Literature DB >> 28671691

Germline Chd8 haploinsufficiency alters brain development in mouse.

Andrea L Gompers1,2, Linda Su-Feher1,2, Jacob Ellegood3, Nycole A Copping1,4, M Asrafuzzaman Riyadh5, Tyler W Stradleigh1,2, Michael C Pride1,4, Melanie D Schaffler1,4, A Ayanna Wade1,2, Rinaldo Catta-Preta1,2, Iva Zdilar1,2, Shreya Louis1,2, Gaurav Kaushik5, Brandon J Mannion6, Ingrid Plajzer-Frick6, Veena Afzal6, Axel Visel6,7,8, Len A Pennacchio6,7, Diane E Dickel6, Jason P Lerch3,9, Jacqueline N Crawley1,4, Konstantinos S Zarbalis5, Jill L Silverman1,4, Alex S Nord1,2.   

Abstract

The chromatin remodeling gene CHD8 represents a central node in neurodevelopmental gene networks implicated in autism.

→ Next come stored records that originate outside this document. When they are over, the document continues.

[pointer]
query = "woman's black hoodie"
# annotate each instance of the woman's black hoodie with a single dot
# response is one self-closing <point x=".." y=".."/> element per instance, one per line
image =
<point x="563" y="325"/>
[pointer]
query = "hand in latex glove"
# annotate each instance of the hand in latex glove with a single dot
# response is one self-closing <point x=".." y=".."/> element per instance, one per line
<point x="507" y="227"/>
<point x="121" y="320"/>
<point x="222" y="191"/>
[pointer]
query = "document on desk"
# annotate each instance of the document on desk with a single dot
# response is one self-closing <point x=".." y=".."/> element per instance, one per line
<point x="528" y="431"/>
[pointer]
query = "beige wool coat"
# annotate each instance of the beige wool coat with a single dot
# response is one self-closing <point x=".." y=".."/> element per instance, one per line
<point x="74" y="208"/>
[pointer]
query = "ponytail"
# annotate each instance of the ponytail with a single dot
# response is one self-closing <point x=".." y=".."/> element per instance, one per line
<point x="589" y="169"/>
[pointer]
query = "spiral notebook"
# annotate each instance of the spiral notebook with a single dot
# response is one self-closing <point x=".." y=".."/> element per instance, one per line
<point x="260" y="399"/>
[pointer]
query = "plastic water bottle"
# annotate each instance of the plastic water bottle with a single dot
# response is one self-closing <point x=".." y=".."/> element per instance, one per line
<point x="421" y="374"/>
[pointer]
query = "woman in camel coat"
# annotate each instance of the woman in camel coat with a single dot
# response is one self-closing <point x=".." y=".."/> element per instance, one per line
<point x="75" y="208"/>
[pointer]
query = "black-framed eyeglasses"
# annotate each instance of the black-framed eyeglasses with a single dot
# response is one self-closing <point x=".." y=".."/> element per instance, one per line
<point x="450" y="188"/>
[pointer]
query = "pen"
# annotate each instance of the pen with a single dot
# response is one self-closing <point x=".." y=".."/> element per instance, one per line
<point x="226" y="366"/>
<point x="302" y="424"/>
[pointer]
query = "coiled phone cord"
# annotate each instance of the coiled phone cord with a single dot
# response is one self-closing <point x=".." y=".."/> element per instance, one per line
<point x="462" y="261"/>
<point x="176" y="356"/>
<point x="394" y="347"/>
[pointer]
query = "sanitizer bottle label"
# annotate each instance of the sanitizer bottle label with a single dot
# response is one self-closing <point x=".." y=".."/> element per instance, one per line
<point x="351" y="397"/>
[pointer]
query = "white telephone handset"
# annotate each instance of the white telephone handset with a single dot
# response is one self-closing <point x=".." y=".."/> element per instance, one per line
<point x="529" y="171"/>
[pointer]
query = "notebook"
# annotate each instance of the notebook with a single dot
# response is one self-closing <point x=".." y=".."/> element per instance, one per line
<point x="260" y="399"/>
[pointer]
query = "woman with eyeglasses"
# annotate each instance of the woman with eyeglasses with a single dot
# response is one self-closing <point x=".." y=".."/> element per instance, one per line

We examined the impact of germline heterozygous frameshift Chd8 mutation on neurodevelopment in mice. Chd8+/del5 mice displayed normal social interactions with no repetitive behaviors but exhibited cognitive impairment correlated with increased regional brain volume, validating that phenotypes of Chd8+/del5 mice overlap pathology reported in humans with CHD8 mutations. We applied network analysis to characterize neurodevelopmental gene expression, revealing widespread transcriptional changes in Chd8+/del5 mice across pathways disrupted in neurodevelopmental disorders, including neurogenesis, synaptic processes and neuroimmune signaling. We identified a co-expression module with peak expression in early brain development featuring dysregulation of RNA processing, chromatin remodeling and cell-cycle genes enriched for promoter binding by Chd8, and we validated increased neuronal proliferation and developmental splicing perturbation in Chd8+/del5 mice. This integrative analysis offers an initial picture of the consequences of Chd8 haploinsufficiency for brain development.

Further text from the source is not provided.